Ice7 here from team Royale High. We’ve experienced an increase in data loss reports over the last few days - likely in proportion to our increased traffic. It’s a small percentage of our total traffic, but it is STILL occurring. I have been testing different scenarios, and today I managed to replicate three instances where I made developer product purchases, left and my in game currency did not save (we force save both to data store and our backup (with http service) after all developer product purchases)
It should also be noted that we are logging all data store errors and none of the reports correspond to logged DS errors. I am able to go in a server and visually see if it’s even close to hitting the data store cap, and it is not. I am also logging those fails externally to google analytics (as well as our own server), and no errors to report.
I have been I have spoken with devs of other top games over the last few weeks, and they have reported the similar issues. Obviously isolating these types of issue at scale is not easy, simply due to the fact that everyone’s implementation is different and could very easily be the fault of the developer.
But here is what I found today:
I went into about 60-70 servers in order to see if I could replicate this. What I found was that Http Requests weren’t going out. I compared the value os.time() in that server to the actual utc timestamp, and it was returning wrong values. I tested making purchases, and leaving, and found that my data did not save in these scenarios, scenarios where os.time() was out of sync in one scenario behind by four minutes. So three things seemed to happen here. 1. os.time() was either delayed or ahead 2. The Http Request didn’t go out and 3. The data store request did not go out. So I strongly suspect that it is no coincidence the fact that three servers in which my data did not save were the same three servers where os.time() was returning an incorrect result. (both returning values in the past or the future, when comparing it to the actual UTC timestamp)
We so appreciate any insight & help the engineering team can give us, and are more than willing to have the engineering team have a look at our code.
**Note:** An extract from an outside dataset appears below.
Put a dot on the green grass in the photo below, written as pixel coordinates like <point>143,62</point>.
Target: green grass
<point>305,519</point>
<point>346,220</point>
We have had other developers look it over and they were unable to find things that explained these strange issues.
Ice7/Ironclaw33/callmehbob/LaunceLotHandsome & the rest of the Royale High team.
Hello. I’m currently looking into this issue. I have a running theory, but would like some extra information.
Could you replicate this a few more times? When you do, please Press Ctrl-Shift-F3 for the network debug menu. I’d like you to collect a list of the server IP addresses and datacenter IDs (listed to the right of the IP address) of affected servers, and DM that to me.
Not sure about http data. However, you shouldn’t rely upon os.time() being directly in sync. I don’t think this was ever guaranteed, although I’m not sure where it’s documented.
In any event, don’t rely on os.time() to invalidate save data. You can perform a 2 way sync with an http server which might get your a better idea of what time it is.
Thanks Quenty - makes sense. I do agree, that the documentation should include that os.time() should include that they’re not guarenteed to be in sync across servers. What i just find bizarre is the fact that in these very servers, the ones in which os.time() was out of sync, were the same servers that I saw where Http requests weren’t going out/very delayed. (We have our own rate limiter in place to prevent too many http requests from going out)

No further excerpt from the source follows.